What’s in a name?
As the first exploiters (oops, explorers) to reach our land, the Portuguese had the privilege of naming our small nation nestled on the West Coast of Africa. Serra Lyoa, “Mountains of Lion” in Portuguese, was thought to be the best fitting name by the Portuguese explorer, Pedro da Cintra, who is said to have first discovered it in 1462. Why he thought this name was the best fit? We may never know as he never really explained it.
But historians suggest that upon approaching the mountainous Peninsula (where the present capital Freetown is located), da Centra saw the high mountains surrounding the coastal land, which gave the shape of a lion. But we like an old fable that da Cintra sailed our land in the rainy season, during which there was severe thunder and lightning; upon seeing the thunder and lightening on the high mountains, da Cintra conceived lions roaring in the mountains. But there has been no evidence of lions inhabiting those mountains. Today, the world knows it as Sierra Leone, but what’s in a name? To our people, it is fondly known as Mama Salone.
Although it existed centuries before Pedro da Cintra sailed the west coast of Africa, there is hardly any written record before 1462 as our people did not keep written records; so da Cintra is credited with bringing our country to the attention of other Western explorers, who quickly made our land and people a part of their exploited territory.
Land That We Love
Mama Salone lies on the West Coast of Africa, sandwiched between Guinea in the Northwest, Liberia in the Southeast and the North Atlantic Ocean on the West.
- occupying an area of 29,925 square miles (71,740 sq. km)
- The terrain along the 350 miles (560 km) coastline consists of a belt of mangrove swamps, wide sandy beaches and shallow bays
- heading into the mainland, the scene is beautiful green forest hills and high mountains – the highest peak in the Eastern region is Mount Bintumani aka Loma Mansa, which rises to 6,390 ft (1,948 meters) and lies near the border with Guinea
- our land is also endowed with an abundance of rivers – the Great Scarcies river runs through the border with Guinea
- The Mano river runs through the border with Liberia and several other rivers run through out the country into the Atlantic Ocean
- our capital, Freetown, sits on a coastal peninsula with the World’s Third Largest Natural Harbor.
Official estimates tell us that our country’s population is 5.4 million, they also say our population is growing at a rate of 2 % per year . Because of the decade long civil war and the never-ending economic hardship, a vast number of our people are residing outside of Salone, creating a huge Diaspora in Europe, the United States and practically every corner of the globe.
One of the beauty and strength of our people is ethnic diversity; there are at least 15 African ethnic groups that are referred to as ‘tribes’ in Salone; they have always co-existed, shared land and space in our country.
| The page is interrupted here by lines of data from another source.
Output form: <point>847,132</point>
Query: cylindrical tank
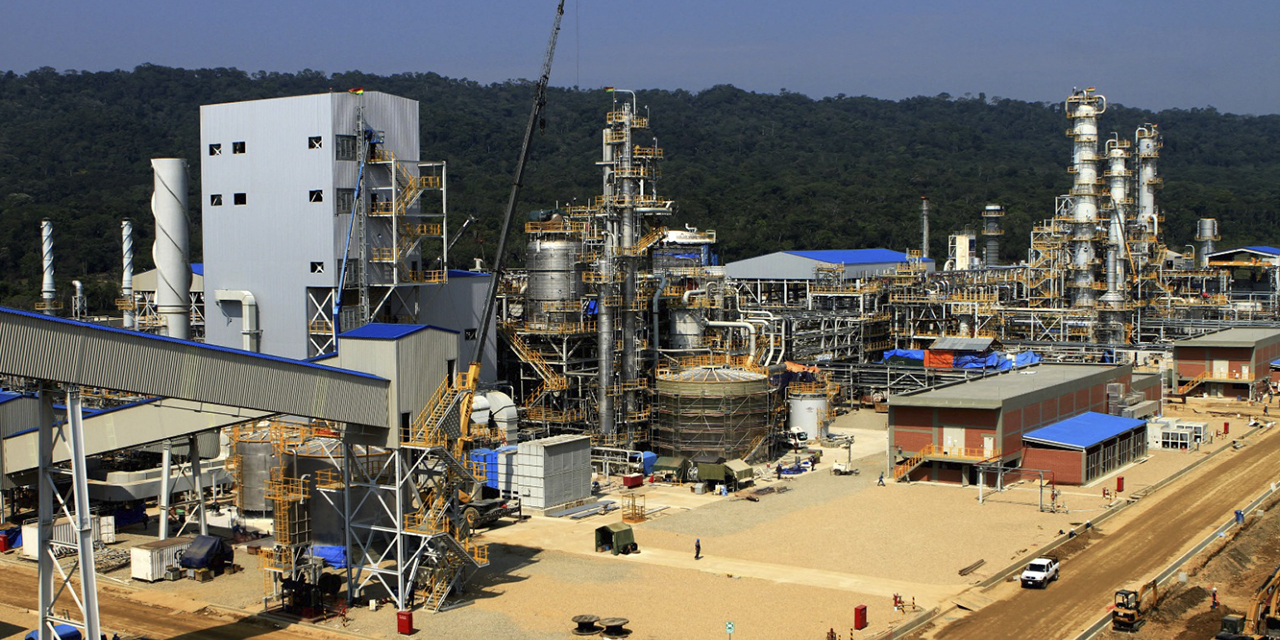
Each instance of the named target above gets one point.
<point>686,329</point>
<point>808,414</point>
<point>325,508</point>
<point>716,411</point>
<point>255,469</point>
<point>554,279</point>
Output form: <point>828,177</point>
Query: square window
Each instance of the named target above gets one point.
<point>346,200</point>
<point>344,147</point>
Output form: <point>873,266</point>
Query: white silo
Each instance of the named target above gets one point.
<point>173,277</point>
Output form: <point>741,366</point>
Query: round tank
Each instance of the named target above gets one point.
<point>325,507</point>
<point>255,469</point>
<point>808,414</point>
<point>686,329</point>
<point>714,411</point>
<point>554,277</point>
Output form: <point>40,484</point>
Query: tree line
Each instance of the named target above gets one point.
<point>767,172</point>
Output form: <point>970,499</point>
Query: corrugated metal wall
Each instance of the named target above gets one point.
<point>49,350</point>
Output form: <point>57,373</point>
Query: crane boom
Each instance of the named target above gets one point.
<point>534,114</point>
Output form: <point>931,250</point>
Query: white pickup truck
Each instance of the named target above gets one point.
<point>1040,572</point>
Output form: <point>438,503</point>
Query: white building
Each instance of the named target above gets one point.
<point>279,188</point>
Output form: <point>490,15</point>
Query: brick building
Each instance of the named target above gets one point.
<point>941,434</point>
<point>1228,362</point>
<point>1086,447</point>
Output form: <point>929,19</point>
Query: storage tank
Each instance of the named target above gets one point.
<point>808,414</point>
<point>718,411</point>
<point>256,460</point>
<point>325,508</point>
<point>554,279</point>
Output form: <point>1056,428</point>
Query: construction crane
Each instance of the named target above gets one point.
<point>1261,618</point>
<point>1132,607</point>
<point>534,118</point>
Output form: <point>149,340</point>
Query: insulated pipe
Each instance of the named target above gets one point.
<point>127,278</point>
<point>750,333</point>
<point>173,282</point>
<point>46,241</point>
<point>193,448</point>
<point>248,315</point>
<point>78,300</point>
<point>924,227</point>
<point>165,487</point>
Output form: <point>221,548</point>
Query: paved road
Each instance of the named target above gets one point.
<point>127,615</point>
<point>1170,521</point>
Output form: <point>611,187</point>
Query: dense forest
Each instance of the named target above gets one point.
<point>767,172</point>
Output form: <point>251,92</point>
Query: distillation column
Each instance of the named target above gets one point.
<point>1206,233</point>
<point>1148,219</point>
<point>991,216</point>
<point>1084,108</point>
<point>1114,300</point>
<point>46,291</point>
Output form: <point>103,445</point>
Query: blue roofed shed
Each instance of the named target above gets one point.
<point>1084,447</point>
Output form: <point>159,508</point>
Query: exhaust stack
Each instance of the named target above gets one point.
<point>127,278</point>
<point>173,282</point>
<point>48,302</point>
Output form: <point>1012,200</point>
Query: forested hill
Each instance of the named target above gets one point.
<point>768,172</point>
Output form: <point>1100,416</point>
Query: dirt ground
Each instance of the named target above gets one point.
<point>792,565</point>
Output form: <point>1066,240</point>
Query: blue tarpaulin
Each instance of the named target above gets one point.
<point>334,557</point>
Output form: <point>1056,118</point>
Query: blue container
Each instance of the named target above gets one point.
<point>648,458</point>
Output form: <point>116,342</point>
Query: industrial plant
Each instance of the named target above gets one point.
<point>329,397</point>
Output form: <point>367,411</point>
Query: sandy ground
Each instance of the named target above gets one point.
<point>792,565</point>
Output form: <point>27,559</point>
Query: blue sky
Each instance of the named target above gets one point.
<point>1139,53</point>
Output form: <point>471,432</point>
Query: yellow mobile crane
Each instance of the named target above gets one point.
<point>469,383</point>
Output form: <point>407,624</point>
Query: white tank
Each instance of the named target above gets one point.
<point>808,414</point>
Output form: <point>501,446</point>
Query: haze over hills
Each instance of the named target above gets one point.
<point>767,172</point>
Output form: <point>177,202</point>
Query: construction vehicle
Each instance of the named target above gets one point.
<point>1261,620</point>
<point>1133,607</point>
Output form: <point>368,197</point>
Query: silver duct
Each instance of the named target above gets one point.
<point>173,282</point>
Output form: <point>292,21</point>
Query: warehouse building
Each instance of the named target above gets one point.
<point>1226,364</point>
<point>944,433</point>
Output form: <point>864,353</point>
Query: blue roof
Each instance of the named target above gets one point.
<point>165,338</point>
<point>1084,430</point>
<point>854,256</point>
<point>383,330</point>
<point>1264,250</point>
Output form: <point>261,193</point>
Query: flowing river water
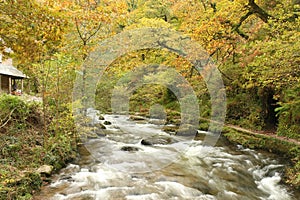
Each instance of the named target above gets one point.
<point>118,165</point>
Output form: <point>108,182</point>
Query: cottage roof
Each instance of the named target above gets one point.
<point>11,71</point>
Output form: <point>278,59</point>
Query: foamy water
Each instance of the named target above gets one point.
<point>180,170</point>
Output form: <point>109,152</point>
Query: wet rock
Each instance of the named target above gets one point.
<point>157,121</point>
<point>137,118</point>
<point>92,136</point>
<point>107,123</point>
<point>101,117</point>
<point>187,130</point>
<point>163,140</point>
<point>45,169</point>
<point>129,148</point>
<point>170,129</point>
<point>100,126</point>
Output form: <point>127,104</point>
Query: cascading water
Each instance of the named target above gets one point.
<point>119,166</point>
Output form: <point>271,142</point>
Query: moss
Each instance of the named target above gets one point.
<point>23,142</point>
<point>289,150</point>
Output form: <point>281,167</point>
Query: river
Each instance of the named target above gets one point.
<point>118,165</point>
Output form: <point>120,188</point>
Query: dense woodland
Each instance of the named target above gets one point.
<point>254,43</point>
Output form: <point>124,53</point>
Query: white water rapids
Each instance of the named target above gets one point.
<point>178,170</point>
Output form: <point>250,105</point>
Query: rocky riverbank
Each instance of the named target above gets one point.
<point>33,145</point>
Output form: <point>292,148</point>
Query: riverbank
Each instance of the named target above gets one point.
<point>33,145</point>
<point>286,148</point>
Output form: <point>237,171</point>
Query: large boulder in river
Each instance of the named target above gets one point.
<point>129,148</point>
<point>100,126</point>
<point>187,130</point>
<point>107,123</point>
<point>45,169</point>
<point>162,140</point>
<point>136,118</point>
<point>100,117</point>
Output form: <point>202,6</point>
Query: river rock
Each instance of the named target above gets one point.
<point>100,117</point>
<point>170,129</point>
<point>45,169</point>
<point>137,118</point>
<point>107,123</point>
<point>163,140</point>
<point>129,148</point>
<point>100,126</point>
<point>187,130</point>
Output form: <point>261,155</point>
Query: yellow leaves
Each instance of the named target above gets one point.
<point>146,22</point>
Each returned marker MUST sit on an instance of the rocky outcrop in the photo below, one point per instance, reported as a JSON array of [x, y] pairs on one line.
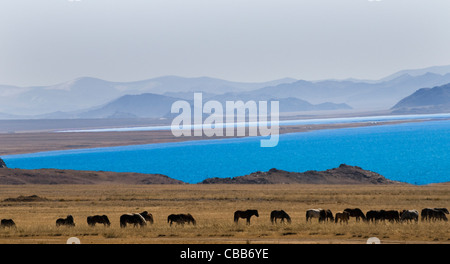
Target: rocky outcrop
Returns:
[[344, 174]]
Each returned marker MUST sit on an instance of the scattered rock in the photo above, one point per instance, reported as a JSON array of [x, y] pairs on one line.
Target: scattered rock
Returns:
[[344, 174]]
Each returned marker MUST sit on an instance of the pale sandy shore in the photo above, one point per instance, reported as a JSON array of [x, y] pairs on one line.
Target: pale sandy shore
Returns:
[[20, 143]]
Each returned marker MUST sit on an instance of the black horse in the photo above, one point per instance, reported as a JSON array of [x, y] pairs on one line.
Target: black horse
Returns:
[[135, 219], [98, 219], [68, 221], [181, 219], [356, 212], [245, 214], [434, 214], [7, 223], [274, 215]]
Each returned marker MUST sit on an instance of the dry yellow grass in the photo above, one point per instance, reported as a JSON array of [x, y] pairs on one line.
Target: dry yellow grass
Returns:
[[213, 207]]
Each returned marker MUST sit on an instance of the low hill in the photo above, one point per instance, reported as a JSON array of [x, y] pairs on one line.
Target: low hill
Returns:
[[55, 176], [344, 174], [426, 100]]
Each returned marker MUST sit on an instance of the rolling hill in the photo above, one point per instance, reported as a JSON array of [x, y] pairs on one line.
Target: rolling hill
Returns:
[[426, 100]]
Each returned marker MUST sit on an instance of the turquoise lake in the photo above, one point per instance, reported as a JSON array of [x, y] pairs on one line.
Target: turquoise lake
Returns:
[[417, 153]]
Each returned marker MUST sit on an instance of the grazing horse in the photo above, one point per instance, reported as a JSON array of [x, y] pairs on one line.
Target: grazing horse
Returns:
[[342, 217], [374, 215], [316, 213], [329, 215], [147, 216], [409, 215], [7, 223], [98, 219], [274, 215], [68, 221], [135, 219], [356, 212], [434, 214], [245, 214], [181, 219]]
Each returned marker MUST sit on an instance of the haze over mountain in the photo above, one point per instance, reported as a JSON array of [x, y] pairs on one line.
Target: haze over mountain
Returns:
[[426, 100], [87, 92], [92, 97]]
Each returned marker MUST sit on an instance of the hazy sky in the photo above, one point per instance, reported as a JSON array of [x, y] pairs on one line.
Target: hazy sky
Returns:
[[45, 42]]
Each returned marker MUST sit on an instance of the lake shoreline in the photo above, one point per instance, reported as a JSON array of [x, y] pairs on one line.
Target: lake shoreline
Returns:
[[36, 142]]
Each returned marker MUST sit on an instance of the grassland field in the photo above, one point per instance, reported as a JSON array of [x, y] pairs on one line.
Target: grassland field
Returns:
[[213, 207]]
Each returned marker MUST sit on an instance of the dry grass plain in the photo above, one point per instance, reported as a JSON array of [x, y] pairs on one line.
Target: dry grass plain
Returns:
[[213, 207]]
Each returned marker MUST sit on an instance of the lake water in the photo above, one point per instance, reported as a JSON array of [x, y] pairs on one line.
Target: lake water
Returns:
[[417, 153]]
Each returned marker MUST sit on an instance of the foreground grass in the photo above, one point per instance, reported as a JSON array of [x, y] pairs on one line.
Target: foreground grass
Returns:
[[213, 207]]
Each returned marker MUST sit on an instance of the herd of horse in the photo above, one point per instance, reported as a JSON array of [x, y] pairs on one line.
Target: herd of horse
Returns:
[[141, 219], [427, 214]]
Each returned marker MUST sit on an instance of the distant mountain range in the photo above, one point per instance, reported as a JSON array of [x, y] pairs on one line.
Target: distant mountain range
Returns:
[[95, 98], [426, 100]]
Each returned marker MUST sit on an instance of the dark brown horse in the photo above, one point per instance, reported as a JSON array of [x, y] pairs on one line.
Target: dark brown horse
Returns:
[[135, 219], [181, 219], [434, 214], [274, 215], [245, 214], [342, 217], [356, 212], [7, 223], [98, 219], [329, 215], [68, 221], [147, 216]]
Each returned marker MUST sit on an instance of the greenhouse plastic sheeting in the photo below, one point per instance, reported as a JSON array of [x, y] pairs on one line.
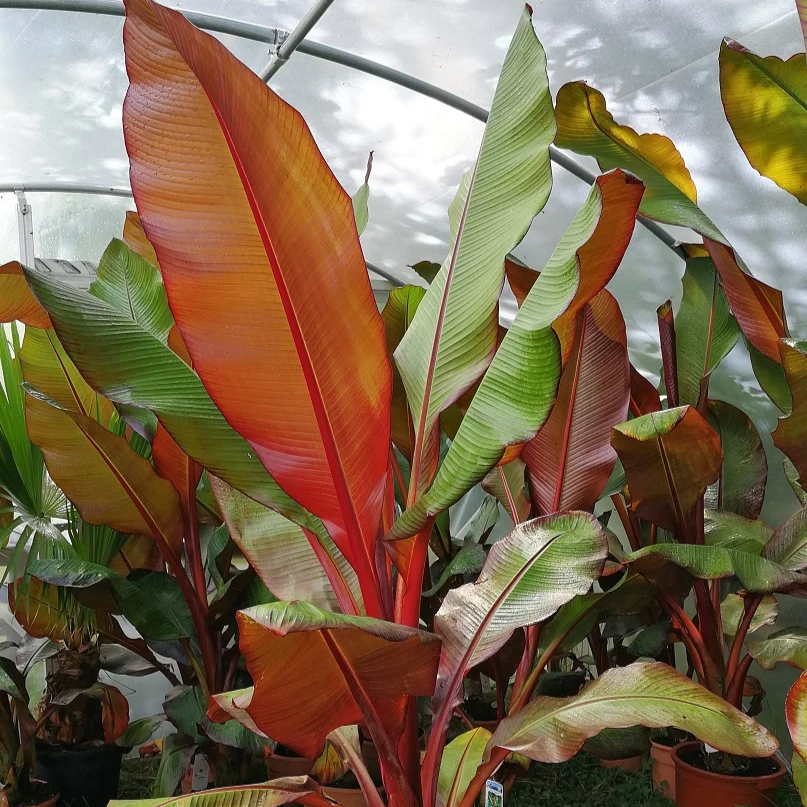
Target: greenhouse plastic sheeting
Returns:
[[62, 82]]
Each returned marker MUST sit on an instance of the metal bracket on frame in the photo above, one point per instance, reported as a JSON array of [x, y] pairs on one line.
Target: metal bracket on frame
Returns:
[[25, 228]]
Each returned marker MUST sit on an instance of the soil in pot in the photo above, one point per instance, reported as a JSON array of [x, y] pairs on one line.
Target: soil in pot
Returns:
[[755, 785], [663, 768], [40, 794], [85, 776], [346, 791], [284, 762]]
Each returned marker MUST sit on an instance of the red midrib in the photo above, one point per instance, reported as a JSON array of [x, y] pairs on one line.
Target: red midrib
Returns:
[[346, 504], [424, 408], [665, 463], [710, 332], [441, 717], [567, 430]]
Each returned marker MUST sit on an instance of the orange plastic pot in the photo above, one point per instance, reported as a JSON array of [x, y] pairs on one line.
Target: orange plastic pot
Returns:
[[663, 769], [631, 764], [698, 788]]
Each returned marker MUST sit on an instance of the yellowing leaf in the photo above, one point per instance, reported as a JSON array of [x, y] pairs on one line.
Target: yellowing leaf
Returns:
[[587, 127], [765, 100]]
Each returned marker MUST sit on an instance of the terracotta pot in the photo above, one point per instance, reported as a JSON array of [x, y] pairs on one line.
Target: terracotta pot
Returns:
[[346, 796], [698, 788], [663, 769], [632, 764], [280, 765]]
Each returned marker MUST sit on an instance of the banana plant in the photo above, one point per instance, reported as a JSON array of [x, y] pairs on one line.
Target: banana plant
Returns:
[[237, 330]]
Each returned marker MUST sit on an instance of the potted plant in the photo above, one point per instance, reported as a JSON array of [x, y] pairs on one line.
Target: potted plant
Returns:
[[288, 374], [18, 728]]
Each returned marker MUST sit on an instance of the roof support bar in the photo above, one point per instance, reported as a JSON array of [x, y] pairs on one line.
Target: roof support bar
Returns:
[[25, 228], [272, 36], [295, 38]]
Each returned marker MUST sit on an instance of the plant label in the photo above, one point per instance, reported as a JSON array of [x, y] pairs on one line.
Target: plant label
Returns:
[[494, 794], [201, 773]]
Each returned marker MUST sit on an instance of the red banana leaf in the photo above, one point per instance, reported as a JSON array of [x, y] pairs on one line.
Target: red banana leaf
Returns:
[[570, 459], [670, 458], [17, 301], [258, 249], [173, 464], [757, 307], [790, 435], [135, 238], [644, 397], [314, 671]]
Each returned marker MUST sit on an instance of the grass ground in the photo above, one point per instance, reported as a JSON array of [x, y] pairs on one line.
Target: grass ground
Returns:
[[578, 783], [581, 782]]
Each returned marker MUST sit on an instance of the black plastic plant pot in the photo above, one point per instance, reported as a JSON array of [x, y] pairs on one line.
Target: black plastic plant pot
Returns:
[[85, 777]]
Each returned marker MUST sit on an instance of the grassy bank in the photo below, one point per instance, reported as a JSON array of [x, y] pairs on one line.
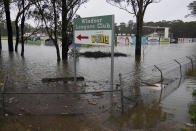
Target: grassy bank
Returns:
[[192, 106]]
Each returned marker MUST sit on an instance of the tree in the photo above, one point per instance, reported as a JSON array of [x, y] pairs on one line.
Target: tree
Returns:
[[136, 8], [9, 25], [192, 7], [46, 11]]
It is hard to find a homogeneous region, our people move around fluidly within the country, and frequently intermarry, resettle in other parts of the country; however, preservation and maintaining ties with our ancestral land and people is a very important aspect of life for a Sierra Leonean woman or man.
Our many ethnic groups include:
- Mende, Temne, Loko, Limba, Kissi, Mandingo, Koranko, Soso, Fulla, Kono, Vai, Sherbro, Krio, Yalunka, Krim.
Because of the British colonial legacy, English is the official language taught in schools at all levels, spoken in official transactions in public and private sectors and used for all official documents. However, we generally prefer Krio as our language of trade amongst ourselves; Mende and Temne are also widely spoken in most regions as these are the two largest groups, each making up 30% respectively.
Further diversity of our people comes from an array of immigrants from other African countries, including The Gambia, Guinea, Liberia, Mauritania, Mali, Nigeria, Senegal, etc., as well as Europe, South Asia and the Middle East, etc.
Our people also boast of a peaceful co-existence of various religions, including Islam, Christianity, Indigenous practices and others.
We enjoy a tropical climate with two seasons:
- the rainy season runs from November to April – the temperature is a little less humid
- the dry season runs from May to October – it is hot and humid
- a period during the dry season called harmattan brings a short lived cool temperature for the last couple of months, during this period, dry winds called monsoon winds blow in from the Sahara Desert, this is when we dig out our sweaters to shied against the 60-65 degree temperature we find too cold.